When our servicemen and women come home from war, it is important they know how much their dedication and sacrifice has meant. Beyond saying thank you, what can one do?
Wounded Warrior Outdoors (WWO) in Winter Garden is a non-profit organization that shows gratitude by helping the wounded feel whole again, both physically and mentally. Ron Raboud, president and founder, has created a therapeutic way to gift these young men and women with exercise to their bodies and peace to their minds.
Transitioning from active duty to life at home is jarring. WWO offers 10 men and women, seven times each year, a special chance to participate in what some have described as an opportunity of a lifetime: a trip to the wilderness destination of their choice. Some choose to fish in Florida or bear hunt up in Canada. “We don’t go to commercial destinations, only private ones,” says Raboud.
Independent from other similar organizations, WWO operates on a 100 percent volunteer basis. “We are not here for recreational purposes. Our focus is to help them heal,” Raboud says. Home-cooked meals, transportation and lodging are all covered.
In partnership with Walter Reed, Balboa and Brooke Army Medical Centers, the WWO selects warriors who are receiving treatment at these facilities. “They’ve been recently wounded,” says Raboud. “With most of them, our trips will be their first time out of the hospital.” The hospital works with the men and women to get them physically ready for the trip.
In attendance is a seasoned warrior to help mentor the group. “I went on a bear hunt with them in 2012,” says Matt Amos, a former Marine. “It was my first trip post injury. I’d lost both legs and wondered how I was going to do it. Having Jim, our mentor, there with us – he is a triple amputee – he’s made it through the last 45 years. This has been the single best factor of my recovery.
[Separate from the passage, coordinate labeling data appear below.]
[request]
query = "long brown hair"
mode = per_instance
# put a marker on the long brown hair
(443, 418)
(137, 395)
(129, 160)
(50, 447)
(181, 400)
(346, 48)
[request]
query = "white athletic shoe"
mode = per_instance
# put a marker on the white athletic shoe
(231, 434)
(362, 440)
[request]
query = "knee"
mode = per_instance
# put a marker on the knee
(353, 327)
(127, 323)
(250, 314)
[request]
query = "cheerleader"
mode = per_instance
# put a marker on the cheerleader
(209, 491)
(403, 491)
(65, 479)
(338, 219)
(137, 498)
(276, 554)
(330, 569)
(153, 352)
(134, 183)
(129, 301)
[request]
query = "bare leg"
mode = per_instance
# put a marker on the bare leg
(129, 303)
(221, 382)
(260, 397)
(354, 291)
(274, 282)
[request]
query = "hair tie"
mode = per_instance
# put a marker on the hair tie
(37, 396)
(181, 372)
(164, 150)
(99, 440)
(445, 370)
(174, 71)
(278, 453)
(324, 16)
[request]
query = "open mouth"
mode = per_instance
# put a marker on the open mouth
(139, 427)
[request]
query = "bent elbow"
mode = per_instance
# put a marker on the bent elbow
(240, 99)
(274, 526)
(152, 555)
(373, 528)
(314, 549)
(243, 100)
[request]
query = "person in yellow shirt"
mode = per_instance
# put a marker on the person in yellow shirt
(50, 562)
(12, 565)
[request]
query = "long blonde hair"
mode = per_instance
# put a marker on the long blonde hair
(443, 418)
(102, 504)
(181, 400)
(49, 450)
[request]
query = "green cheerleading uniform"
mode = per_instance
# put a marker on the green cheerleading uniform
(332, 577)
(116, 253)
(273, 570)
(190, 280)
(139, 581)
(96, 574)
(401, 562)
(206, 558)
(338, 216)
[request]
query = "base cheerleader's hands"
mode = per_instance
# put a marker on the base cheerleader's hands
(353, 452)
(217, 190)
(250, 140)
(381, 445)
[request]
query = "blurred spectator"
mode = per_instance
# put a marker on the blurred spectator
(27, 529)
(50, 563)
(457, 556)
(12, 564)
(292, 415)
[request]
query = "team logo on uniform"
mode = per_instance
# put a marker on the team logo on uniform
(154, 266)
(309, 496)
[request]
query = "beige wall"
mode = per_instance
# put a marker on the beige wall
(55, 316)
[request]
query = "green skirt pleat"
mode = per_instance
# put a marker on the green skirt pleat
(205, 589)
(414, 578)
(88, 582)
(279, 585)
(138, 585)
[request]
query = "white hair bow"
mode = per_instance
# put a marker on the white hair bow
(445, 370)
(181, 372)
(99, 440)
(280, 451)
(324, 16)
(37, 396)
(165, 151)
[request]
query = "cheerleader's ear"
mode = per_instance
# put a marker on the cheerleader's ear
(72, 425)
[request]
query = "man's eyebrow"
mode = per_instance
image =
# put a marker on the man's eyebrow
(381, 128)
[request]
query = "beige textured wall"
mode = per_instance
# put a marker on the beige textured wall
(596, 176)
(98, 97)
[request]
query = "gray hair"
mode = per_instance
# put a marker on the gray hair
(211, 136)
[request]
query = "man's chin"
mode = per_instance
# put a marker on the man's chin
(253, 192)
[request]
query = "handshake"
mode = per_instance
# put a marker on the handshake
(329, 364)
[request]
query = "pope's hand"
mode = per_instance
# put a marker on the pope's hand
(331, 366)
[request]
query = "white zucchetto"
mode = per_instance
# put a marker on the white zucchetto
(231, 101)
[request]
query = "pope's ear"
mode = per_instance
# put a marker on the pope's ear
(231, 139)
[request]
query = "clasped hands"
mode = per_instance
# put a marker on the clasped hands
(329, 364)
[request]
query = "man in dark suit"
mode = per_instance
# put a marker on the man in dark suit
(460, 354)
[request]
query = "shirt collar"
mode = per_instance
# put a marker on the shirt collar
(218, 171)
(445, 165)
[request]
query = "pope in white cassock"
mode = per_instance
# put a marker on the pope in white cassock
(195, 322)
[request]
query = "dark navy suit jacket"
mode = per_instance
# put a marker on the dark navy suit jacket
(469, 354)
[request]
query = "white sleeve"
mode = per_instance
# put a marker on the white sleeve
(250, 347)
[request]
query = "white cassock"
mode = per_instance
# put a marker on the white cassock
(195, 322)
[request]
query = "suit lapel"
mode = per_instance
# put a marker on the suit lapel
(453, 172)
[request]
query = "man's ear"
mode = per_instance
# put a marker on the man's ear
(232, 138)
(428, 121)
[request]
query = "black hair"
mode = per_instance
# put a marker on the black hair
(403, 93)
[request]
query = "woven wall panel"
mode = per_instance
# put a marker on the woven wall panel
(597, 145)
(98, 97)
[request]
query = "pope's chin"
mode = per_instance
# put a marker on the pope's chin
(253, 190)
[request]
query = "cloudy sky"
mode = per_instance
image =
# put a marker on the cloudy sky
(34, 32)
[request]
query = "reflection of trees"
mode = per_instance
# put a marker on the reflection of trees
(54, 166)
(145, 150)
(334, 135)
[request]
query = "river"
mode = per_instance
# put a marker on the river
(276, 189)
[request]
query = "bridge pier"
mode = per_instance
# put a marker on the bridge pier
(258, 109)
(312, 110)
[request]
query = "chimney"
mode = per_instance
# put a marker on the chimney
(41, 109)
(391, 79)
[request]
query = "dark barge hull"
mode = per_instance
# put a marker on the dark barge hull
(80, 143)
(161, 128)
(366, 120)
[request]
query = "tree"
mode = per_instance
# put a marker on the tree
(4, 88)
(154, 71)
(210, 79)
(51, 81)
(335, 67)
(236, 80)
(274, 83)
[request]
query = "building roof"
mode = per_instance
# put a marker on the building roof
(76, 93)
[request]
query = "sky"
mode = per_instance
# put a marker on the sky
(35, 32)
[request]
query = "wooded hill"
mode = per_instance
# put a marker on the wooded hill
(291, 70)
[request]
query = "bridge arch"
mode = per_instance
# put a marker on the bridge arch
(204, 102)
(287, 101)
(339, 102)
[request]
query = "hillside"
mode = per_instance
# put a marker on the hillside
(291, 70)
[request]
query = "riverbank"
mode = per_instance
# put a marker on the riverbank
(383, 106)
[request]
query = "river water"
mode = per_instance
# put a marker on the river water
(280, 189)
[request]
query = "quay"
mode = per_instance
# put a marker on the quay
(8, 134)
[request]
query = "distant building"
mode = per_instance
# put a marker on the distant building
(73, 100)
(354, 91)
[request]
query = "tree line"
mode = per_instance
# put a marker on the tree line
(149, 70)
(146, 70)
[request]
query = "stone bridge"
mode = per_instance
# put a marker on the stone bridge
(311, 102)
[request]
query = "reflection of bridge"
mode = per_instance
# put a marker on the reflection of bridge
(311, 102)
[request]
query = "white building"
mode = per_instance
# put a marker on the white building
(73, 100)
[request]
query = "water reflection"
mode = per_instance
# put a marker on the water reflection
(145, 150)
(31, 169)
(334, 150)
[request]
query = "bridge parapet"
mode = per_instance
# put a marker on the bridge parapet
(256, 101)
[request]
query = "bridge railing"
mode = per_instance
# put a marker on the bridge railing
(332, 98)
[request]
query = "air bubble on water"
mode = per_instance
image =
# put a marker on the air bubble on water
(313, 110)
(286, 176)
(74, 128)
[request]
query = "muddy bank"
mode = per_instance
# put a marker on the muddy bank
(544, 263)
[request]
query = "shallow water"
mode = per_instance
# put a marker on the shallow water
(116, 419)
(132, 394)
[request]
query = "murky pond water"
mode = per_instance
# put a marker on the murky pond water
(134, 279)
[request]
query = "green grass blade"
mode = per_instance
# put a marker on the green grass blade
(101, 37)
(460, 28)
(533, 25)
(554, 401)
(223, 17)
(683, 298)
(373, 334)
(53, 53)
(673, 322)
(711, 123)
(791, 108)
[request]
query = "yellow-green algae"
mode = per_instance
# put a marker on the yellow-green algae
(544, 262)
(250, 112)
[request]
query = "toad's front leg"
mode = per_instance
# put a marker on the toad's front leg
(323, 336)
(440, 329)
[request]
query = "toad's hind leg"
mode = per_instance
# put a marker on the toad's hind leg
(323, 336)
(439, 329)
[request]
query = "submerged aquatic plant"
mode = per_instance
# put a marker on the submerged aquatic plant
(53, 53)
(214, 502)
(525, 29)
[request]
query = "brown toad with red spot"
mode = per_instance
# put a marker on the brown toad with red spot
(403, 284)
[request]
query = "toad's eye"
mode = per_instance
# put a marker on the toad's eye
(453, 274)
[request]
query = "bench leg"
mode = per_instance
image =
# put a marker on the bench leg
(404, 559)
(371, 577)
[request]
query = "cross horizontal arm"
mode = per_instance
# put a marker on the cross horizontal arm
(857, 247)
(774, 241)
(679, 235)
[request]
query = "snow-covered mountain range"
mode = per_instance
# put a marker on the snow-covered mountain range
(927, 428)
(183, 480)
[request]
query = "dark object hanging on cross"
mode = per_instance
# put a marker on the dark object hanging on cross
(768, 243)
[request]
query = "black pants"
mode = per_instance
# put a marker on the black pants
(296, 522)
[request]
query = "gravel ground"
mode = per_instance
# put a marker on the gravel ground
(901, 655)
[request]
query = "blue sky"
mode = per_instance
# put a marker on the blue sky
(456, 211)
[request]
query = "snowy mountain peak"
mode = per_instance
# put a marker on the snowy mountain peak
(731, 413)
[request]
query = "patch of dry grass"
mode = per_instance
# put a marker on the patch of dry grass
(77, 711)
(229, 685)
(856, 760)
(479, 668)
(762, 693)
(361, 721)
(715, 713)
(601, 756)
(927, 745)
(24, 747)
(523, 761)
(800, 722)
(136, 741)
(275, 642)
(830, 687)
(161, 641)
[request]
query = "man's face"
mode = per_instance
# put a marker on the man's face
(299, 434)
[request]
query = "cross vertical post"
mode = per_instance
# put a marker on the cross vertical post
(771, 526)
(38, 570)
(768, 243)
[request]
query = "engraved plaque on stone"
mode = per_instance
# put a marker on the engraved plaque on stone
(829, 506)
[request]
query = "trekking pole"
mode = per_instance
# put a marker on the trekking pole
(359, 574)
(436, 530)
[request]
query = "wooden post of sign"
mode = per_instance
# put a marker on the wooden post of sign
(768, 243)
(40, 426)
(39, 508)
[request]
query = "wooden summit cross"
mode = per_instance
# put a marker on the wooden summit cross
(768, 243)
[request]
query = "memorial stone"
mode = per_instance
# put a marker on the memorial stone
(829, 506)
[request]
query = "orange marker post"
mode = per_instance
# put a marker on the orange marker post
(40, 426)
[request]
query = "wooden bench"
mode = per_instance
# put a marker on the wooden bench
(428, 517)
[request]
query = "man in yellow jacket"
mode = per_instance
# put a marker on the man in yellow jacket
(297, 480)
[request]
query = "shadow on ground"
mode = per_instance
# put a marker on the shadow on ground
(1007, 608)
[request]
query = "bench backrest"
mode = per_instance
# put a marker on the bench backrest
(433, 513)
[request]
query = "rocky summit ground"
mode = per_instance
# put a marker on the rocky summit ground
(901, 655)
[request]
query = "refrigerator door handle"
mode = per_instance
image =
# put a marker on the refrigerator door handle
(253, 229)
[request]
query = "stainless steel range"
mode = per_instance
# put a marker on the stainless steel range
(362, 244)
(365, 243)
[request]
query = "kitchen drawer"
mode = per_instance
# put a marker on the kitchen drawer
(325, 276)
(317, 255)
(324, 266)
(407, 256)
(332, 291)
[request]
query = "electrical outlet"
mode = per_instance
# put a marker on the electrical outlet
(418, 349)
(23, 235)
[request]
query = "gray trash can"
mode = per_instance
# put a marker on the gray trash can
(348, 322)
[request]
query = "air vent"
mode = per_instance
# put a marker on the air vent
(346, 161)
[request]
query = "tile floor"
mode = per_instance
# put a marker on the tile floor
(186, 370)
Now I go back and volunteer and mentor the new guys coming in.”
These trips help them adjust to their new prosthetics as well as adjust mentally, by being in a non-threatening environment. It would seem that hearing gunfire would be upsetting, but, says Raboud, “Imagine you are driving down the same path and trees. Even though they are harmless, you still think that at any time something can explode. Gunfire was associated with war. Now it is associated with target or skeet shooting. Where these settings were once traumatic, they are now okay. It helps them come to grips with everything.”
Raboud continues, “This is their chance to feel vibrant and engaged, to venture back into the wilderness and feel the wonder of being alive in nature. It helps them feel normal again. It is the most fulfilling thing I’ve ever done in my life.”